Enfin, les plus lents : Floch et Flochette sur la 500 XR, Ludo et 50 DTR-refaite-à-neuf-par-son-père, Fred sur sa 125 XLR déjà sale des gaz d’échappements parisiens et moi-même avec Tintin bricoleur en passager sur ma 600 TT.

Très vite, nous nous sommes retrouvés dans des paysages « superbes, au spectacle sans cesse renouvelé, offerts par dame nature », mieux que dans Ushuaia Nature, mais sans hélicoptère. Le plateau du Larzac, à la place de la Mongolie, a laissé tout le monde sans voix.

De temps en temps, un appel de la régie (les bitumeux) nous informait de la lenteur de notre progression et de l’ennui qui pouvait parfois en découler pour la dite régie, postée en attente de nous voir passer, dans un endroit où le road book ne nous conduirait pas de toutes façons…

Extrait :

-Question : « vous êtes où » ?

-Réponse : « heu…au km 52 »

-Re-question : « nous on est à triffouililesoies, vous arrivez quand » ?

-Re-réponse : « …. ? »

-Re-re-question : « oui, parce que ca fait 1h et demi qu’on ne bouge pas » ?

-Re-re-réponse : « vous avez une carte, moi pas, et le tracé. À vous de voir avec le kilométrage. Sinon, commencez à chercher un bivouac, ou allez boire un coup. Non ? ».

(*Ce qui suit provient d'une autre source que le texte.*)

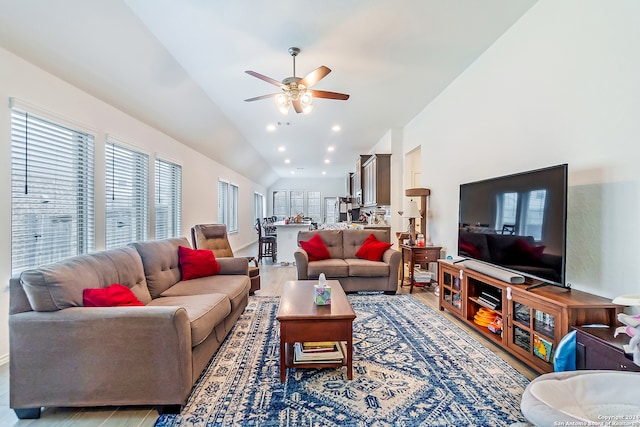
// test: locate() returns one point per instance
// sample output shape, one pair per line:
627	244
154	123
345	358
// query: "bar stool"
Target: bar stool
267	245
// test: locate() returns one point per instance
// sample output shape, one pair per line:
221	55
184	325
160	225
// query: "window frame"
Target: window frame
134	168
53	162
172	199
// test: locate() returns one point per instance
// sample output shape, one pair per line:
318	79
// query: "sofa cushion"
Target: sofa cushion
195	263
372	249
205	311
115	295
331	238
316	249
59	285
353	240
161	263
330	267
365	268
235	287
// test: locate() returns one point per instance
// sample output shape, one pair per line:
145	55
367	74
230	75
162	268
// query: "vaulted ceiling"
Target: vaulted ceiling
179	65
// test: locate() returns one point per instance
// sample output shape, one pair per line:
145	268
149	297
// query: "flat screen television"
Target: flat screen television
518	223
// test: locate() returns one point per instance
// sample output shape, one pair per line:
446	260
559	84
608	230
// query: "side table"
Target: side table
418	255
596	348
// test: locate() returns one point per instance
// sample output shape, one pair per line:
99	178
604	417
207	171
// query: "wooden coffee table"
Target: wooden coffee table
302	320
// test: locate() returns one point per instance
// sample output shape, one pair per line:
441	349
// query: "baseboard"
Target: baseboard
495	272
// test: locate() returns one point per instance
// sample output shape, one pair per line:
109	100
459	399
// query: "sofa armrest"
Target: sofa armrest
302	263
115	356
238	266
393	258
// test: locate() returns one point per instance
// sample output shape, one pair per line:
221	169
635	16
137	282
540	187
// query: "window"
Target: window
534	213
228	205
296	203
507	211
52	205
126	185
258	206
223	198
314	206
280	204
233	214
168	199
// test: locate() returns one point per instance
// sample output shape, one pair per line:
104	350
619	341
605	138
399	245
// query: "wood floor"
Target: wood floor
272	279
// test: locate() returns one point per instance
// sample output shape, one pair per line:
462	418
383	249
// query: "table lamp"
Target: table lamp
412	212
632	325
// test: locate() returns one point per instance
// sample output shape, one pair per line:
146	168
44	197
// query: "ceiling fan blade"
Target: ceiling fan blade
296	105
329	95
263	77
261	97
315	76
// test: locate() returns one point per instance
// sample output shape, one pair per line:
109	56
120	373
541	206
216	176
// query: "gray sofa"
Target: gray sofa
65	354
354	274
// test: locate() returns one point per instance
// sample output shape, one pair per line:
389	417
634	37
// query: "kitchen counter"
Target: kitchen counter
288	238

On retiendra sur ce point la remarque du kiko : « ils se font peut-être chier, mais nous on kiffe grave » !

Effectivement, force était de constater que les non-bitumeux, dans leur ensemble kiffaient grave. Bref, après quelques salutations à un charmant troupeau de randonneurs pédestres, tout sourire en avant, quelques passages techniques où les moins malhabiles aidaient les plus malhabiles, quelques autres paysages « qui déchirent », quelques autres passages « aye, aye, aye je vais m’y mettre », nous nous sommes tous retrouvés pour planter le bivouac.

Les enfants y ont inauguré les toilettes, les ronfleurs se sont éloignés, et les londoniens (nous ne sommes pas sectaires et acceptons aussi les étrangers) se sont démarqués en retirant la moitié du chargement de la voiture d’assistance. C’est-à-dire en retirant leurs valises Delsey pour en sortir leur matériel de camping !

Pendant ce temps Didi (« mais, tu sais pour la moto de Julien, c’était pas un problème d’arrivée d’essence ? »), est allé chercher du bois (évalué à 522 stères) pour tenter de mettre le feu à l’ensemble du plateau du Larzac, et éventuellement de faire cuire les saucisses aveyronnaises. Le barde sortait sa guitare pour ambiancer la soirée, et les plus sérieux servaient l’apéro (avec l’aveyronnais jamais très loin de la source, en compagnie du breton-catalan, parce que on ne peut pas déconner avec tout). Londres était en contact radio avec Agrid notre gentil ogre des Pyrénées, qui devait nous rejoindre le lendemain en chevauchant son hippogriffe K100, bref la soirée s’annonçait cool.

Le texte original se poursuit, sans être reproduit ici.